Well I wasn't completely clear. A rocket like the Enzian, but without guidance with a time fuze and a predictive aiming method like a regular 88mm AA shell.
 
You have hit the nail on the head with the very large hammer of reality.
It is one thing to control by ground observer using radio equipment a small airplane (or car/boat) that is within a few hundred ft or yds (but see You tube videos). It is also quite possible to control large slow airplanes at several thousand yds.

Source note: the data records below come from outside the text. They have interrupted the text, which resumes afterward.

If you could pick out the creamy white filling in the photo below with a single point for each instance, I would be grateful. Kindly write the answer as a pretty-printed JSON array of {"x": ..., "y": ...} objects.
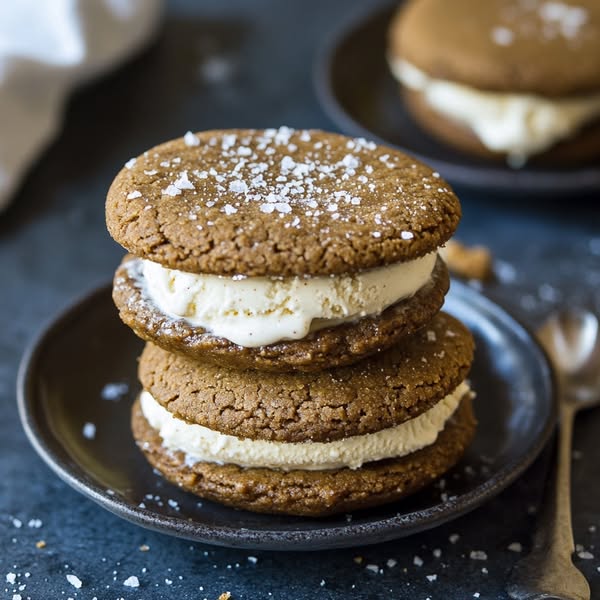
[
  {"x": 257, "y": 311},
  {"x": 201, "y": 444},
  {"x": 519, "y": 125}
]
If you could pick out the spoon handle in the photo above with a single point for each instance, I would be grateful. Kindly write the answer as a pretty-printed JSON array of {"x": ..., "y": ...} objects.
[
  {"x": 548, "y": 571},
  {"x": 554, "y": 534}
]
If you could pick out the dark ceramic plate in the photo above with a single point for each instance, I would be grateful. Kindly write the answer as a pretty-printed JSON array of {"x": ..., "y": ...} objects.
[
  {"x": 82, "y": 370},
  {"x": 359, "y": 94}
]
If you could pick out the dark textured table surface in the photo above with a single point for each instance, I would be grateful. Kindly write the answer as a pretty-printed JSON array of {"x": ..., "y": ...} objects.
[{"x": 249, "y": 64}]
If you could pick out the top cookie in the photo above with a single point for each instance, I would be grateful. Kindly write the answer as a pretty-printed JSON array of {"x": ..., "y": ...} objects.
[
  {"x": 543, "y": 47},
  {"x": 278, "y": 202}
]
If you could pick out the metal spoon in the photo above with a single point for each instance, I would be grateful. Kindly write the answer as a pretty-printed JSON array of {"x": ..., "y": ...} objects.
[{"x": 572, "y": 340}]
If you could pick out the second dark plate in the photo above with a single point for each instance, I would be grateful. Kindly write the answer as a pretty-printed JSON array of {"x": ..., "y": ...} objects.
[
  {"x": 358, "y": 92},
  {"x": 77, "y": 384}
]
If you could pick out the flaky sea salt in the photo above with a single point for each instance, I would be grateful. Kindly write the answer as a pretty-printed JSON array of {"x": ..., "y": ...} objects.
[
  {"x": 89, "y": 431},
  {"x": 238, "y": 186},
  {"x": 74, "y": 581},
  {"x": 171, "y": 190},
  {"x": 190, "y": 139},
  {"x": 515, "y": 547},
  {"x": 132, "y": 581}
]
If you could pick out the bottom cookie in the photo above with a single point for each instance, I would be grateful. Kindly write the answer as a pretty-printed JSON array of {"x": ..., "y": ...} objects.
[
  {"x": 310, "y": 493},
  {"x": 583, "y": 146}
]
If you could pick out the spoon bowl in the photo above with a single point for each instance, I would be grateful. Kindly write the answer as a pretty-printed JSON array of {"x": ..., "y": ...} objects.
[{"x": 571, "y": 339}]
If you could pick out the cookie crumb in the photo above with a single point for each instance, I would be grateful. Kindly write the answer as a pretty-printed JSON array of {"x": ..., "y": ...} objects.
[{"x": 470, "y": 262}]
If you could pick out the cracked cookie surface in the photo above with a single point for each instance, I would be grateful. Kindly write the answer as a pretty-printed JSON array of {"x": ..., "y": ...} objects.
[
  {"x": 278, "y": 203},
  {"x": 379, "y": 392},
  {"x": 310, "y": 493}
]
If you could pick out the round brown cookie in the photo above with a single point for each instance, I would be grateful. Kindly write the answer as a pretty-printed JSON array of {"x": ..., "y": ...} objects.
[
  {"x": 584, "y": 144},
  {"x": 377, "y": 393},
  {"x": 310, "y": 493},
  {"x": 547, "y": 48},
  {"x": 335, "y": 346},
  {"x": 278, "y": 203}
]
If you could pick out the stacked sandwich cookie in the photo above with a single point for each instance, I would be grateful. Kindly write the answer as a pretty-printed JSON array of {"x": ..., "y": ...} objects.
[
  {"x": 516, "y": 79},
  {"x": 289, "y": 289}
]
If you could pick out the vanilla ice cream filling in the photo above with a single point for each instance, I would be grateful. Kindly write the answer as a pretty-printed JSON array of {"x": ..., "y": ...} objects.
[
  {"x": 519, "y": 125},
  {"x": 200, "y": 444},
  {"x": 256, "y": 311}
]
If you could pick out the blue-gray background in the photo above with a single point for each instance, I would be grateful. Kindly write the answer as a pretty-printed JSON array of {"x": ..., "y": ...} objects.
[{"x": 246, "y": 64}]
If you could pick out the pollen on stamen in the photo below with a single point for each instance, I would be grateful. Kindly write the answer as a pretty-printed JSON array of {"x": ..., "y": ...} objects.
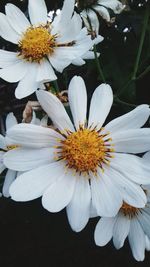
[
  {"x": 36, "y": 44},
  {"x": 85, "y": 151}
]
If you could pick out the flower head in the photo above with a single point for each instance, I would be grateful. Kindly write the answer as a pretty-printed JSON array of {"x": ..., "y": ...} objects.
[
  {"x": 81, "y": 163},
  {"x": 41, "y": 45},
  {"x": 130, "y": 222}
]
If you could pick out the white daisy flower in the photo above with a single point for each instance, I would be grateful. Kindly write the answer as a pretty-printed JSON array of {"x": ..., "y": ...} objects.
[
  {"x": 81, "y": 162},
  {"x": 92, "y": 8},
  {"x": 4, "y": 147},
  {"x": 130, "y": 222},
  {"x": 41, "y": 45}
]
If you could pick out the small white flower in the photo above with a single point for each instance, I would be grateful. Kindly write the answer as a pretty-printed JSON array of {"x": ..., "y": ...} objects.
[
  {"x": 41, "y": 46},
  {"x": 81, "y": 162},
  {"x": 130, "y": 222},
  {"x": 100, "y": 7}
]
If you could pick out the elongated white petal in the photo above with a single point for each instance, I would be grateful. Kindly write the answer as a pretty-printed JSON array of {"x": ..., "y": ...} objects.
[
  {"x": 45, "y": 72},
  {"x": 132, "y": 141},
  {"x": 78, "y": 209},
  {"x": 24, "y": 159},
  {"x": 16, "y": 18},
  {"x": 10, "y": 120},
  {"x": 7, "y": 58},
  {"x": 2, "y": 142},
  {"x": 60, "y": 193},
  {"x": 14, "y": 73},
  {"x": 105, "y": 195},
  {"x": 6, "y": 31},
  {"x": 37, "y": 12},
  {"x": 55, "y": 110},
  {"x": 144, "y": 220},
  {"x": 120, "y": 230},
  {"x": 9, "y": 178},
  {"x": 131, "y": 120},
  {"x": 137, "y": 240},
  {"x": 115, "y": 5},
  {"x": 31, "y": 185},
  {"x": 28, "y": 85},
  {"x": 78, "y": 100},
  {"x": 104, "y": 231},
  {"x": 35, "y": 136},
  {"x": 131, "y": 192},
  {"x": 100, "y": 106},
  {"x": 131, "y": 167}
]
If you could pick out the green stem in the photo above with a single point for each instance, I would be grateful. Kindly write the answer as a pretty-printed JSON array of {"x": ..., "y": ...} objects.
[
  {"x": 99, "y": 65},
  {"x": 143, "y": 73},
  {"x": 145, "y": 22},
  {"x": 55, "y": 83},
  {"x": 96, "y": 57}
]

1. Trying to control a small missile (harder to see than the biplane) at 4-5 miles (slant range) at 20,000ft + (clouds-haze-smoke) that is flying at 4-600mph
and steer it to a close area to the enemy bomber/s is quite a trick.
2. Using the pretty much standard eyeball, Mark I, (even with binoculars or telescope) to judge the relative heights in addition to position the lateral plane calls for judging the relative heights to under 1%.
3. They were "working" on a terminal homing device, they didn't have one yet.
4. They were "working" on proximity so they wouldn't have to use the controllers thumb on a switch located how many miles away.
5. This assumes the rocket motors work as advertised when made in large numbers so an even minor failure rate is not lobbing 500kg warheads into German cities.
 
Well I wasn't completely clear. A rocket like the Enzian, but without guidance with a time fuze and a predictive aiming method like a regular 88mm AA shell.
And regular 88mm shells had a success rate of ?????? in 1000 at best?
Granted you may big up quite a bit with the bigger warhead. In in 100, 1 in 50?
What was the height judging accuracy of the German radar to assist in setting the fuses?
What is the accuracy of the un-guided rocket compared to the 88mm/105mm shells. Deviation from intended flight path.
Lets remember that the best German 88mm fired it's shells at darn close to Mach 3. Doesn't mean they were accurate but it does mean the time of flight was short.
Even a 620mph missile/aircraft is doing 910fps which is just under 1/3 the speed of the standard old 88mm shell, granted the artillery shells slow down but total time flight is still going to be a number of seconds shorter than the rocket/missile which increases the potential miss distance.
 
Yes. But it was also a major consumer of resources such as nickel, which would have been sorely needed elsewhere.
Germans were using obscene amounts of war material just to kill one bomber, or to damage a few. Average went to 16 thousand (sixteen thousand) of heavy AA shells per a bomber killed by early 1944. Or, the production of heavy AA shells (vast majoprity being for the 88mm) went above 1.5 millions of shells per months in many wartime months; plans were to reach 2 millions, but that never happened.
The thing with having quad 20mm guns was that they were also burning through millions of shells like there is no tomorrow, and they still didn't have the range and ceiling that even the German 37mm guns had. Quad 20mm, when deployed to protect forward troops, or even those in occupied West Europe, can't have the PoW, teenagers and women as crews, these need to be well-trained men of military age.
Again, a bigger gun here is better, since it can provide the better coverage of the assets on the ground by employing less guns per area of terrain, and with less manpower. Making one 37-40mm shell will be cheaper and faster than making 3-4 20mm shells, especially since Germans never adopted the utterly simple air column fuse for their light guns.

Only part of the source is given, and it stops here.